Saturday, January 5, 2008

The Pathological Projections of Maureen Dowd, et al, Onto Hillary Clinton

Photo Credits: Segar/Reuters

In an earlier post, I mentioned a comment made by Benazir Bhutto in an interview published in New York Magazine last October. Commiserating with Hillary Clinton, Bhutto said: “I had a lot of support among ordinary women. But women in leadership positions could sometimes be competitive. Those who’d achieved a lot could be my sharpest critics.”


I’ve personally noticed that prolonged attacks on Hillary by influential women - especially one or two in the media - have gone beyond mere competiveness. It’s become obvious that Clinton is doubly resented by her female critics for having achieved a lot in her own right and for having kept her marriage and family together through it all.


David Fiderer’s well-written essay in today’s Huffington Post focuses on New York Times columnist Maureen Dowd’s projections of her stuff onto Hillary.


Fiderer nails Dowd in her opening gambit 12/23/07: “Just when I thought I was out, the Clintons pull me back into their conjugal psychodrama."


Fiderer replies: “They pull you back in? Sorry, dear, you're projecting again. Since Labor Day, about half of your columns have been devoted to trashing Hillary. And it's the old crap over and over. No kidding, it's really obsessional.”

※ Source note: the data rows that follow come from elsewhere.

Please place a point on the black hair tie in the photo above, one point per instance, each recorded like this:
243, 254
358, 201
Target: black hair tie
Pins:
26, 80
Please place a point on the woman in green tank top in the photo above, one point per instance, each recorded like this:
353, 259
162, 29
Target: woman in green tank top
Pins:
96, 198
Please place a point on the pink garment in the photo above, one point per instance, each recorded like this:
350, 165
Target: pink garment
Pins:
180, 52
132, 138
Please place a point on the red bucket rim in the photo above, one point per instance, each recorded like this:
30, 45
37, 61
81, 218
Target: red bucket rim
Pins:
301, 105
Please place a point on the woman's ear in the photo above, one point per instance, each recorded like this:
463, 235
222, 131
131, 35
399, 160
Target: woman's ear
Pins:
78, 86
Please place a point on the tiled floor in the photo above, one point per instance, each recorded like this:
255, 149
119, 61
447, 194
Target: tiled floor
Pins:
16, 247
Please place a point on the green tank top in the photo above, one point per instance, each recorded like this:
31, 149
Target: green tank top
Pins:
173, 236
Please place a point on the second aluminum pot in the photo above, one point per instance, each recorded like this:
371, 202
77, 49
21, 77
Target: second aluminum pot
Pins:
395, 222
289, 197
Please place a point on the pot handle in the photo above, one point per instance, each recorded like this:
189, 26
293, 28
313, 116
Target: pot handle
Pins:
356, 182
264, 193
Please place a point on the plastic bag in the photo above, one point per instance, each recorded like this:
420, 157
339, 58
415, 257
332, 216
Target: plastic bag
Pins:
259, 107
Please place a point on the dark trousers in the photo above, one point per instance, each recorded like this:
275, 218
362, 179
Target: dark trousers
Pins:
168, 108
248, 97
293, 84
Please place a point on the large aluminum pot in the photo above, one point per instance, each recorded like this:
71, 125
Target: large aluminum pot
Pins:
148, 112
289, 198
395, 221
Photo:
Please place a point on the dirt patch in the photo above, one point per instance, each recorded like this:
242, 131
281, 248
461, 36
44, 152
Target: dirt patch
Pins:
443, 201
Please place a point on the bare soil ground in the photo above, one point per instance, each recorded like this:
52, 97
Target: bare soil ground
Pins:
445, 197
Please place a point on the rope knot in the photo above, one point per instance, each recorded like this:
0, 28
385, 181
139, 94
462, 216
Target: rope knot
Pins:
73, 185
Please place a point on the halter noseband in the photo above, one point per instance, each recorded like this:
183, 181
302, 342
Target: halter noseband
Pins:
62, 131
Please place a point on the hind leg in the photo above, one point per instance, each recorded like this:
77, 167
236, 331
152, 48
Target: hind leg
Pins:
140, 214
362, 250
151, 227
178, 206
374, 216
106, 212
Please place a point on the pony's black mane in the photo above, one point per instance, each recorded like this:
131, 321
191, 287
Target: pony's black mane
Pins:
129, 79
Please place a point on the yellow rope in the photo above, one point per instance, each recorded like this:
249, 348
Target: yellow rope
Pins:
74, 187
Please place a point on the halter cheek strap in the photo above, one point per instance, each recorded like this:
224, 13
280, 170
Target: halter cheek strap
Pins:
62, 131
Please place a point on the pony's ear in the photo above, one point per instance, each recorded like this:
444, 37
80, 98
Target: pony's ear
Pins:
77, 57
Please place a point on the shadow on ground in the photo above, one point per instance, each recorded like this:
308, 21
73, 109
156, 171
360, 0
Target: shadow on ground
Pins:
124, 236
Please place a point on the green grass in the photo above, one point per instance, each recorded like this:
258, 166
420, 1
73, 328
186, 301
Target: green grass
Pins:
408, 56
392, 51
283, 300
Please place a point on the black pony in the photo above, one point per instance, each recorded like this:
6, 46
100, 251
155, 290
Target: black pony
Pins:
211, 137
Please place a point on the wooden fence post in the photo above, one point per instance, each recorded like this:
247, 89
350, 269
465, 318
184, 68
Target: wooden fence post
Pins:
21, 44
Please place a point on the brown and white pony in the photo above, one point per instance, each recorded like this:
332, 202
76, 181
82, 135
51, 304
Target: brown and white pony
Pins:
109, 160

To Dowd’s charge that “Without nepotism, Hillary would be running for the president of Vassar." 9/30/07, Fiderer says:


“Right. And what would Christopher Dodd be doing? Or Elizabeth Dole? Or Teddy Kennedy? Or Cokie Roberts? But for nepotism, who would have ever heard of Indira Ghandi? But for nepotism, Katherine Graham had no material to write a book that won the Pulitzer Prize, Margaret Chase Smith would have been an obscure housewife and Donald Trump would have been a real estate agent in Queens.


“Get over it and get a life, Maureen.”


For balance, Fiderer responds to a few attacks on Hillary by the likes of Andrew Sullivan and Carl Bernstein.


Andrew Sullivan: “[Senator Clinton] harkens back to the '90s. I think she's been a very sensible senator. I think, in fact, it's hard to disagree with her on the war. But when I see her again, all my--all the cootie vibes sort of resurrect themselves...I'm sorry. I must represent a lot of people... I actually find her positions appealing in many ways. I just can't stand her." Andrew Sullivan on The Chris Matthews Show, January 28, 2007


Fiderer: “Hillary resurrects cootie vibes? Seven years ago, Sullivan gained notoriety as a menace to public health, when, as an HIV-positive man, he placed an ad soliciting unprotected anal intercourse with strangers. Yet when he harkens back to that time, he associates Senator Clinton with the slang word for body lice.


“He {Sullivan} finds her positions appealing in many ways but he just can't stand her. Hmm. Doesn't sound very rational. Maybe he can't stand to admit that his writings in support of the Bush administration have all been discredited. Maybe he can't deal with the fact that he shares positions with people he attacked with vitriolic fervor a few years earlier. And maybe he projects on to Senator Clinton his own personal hypocrisy.”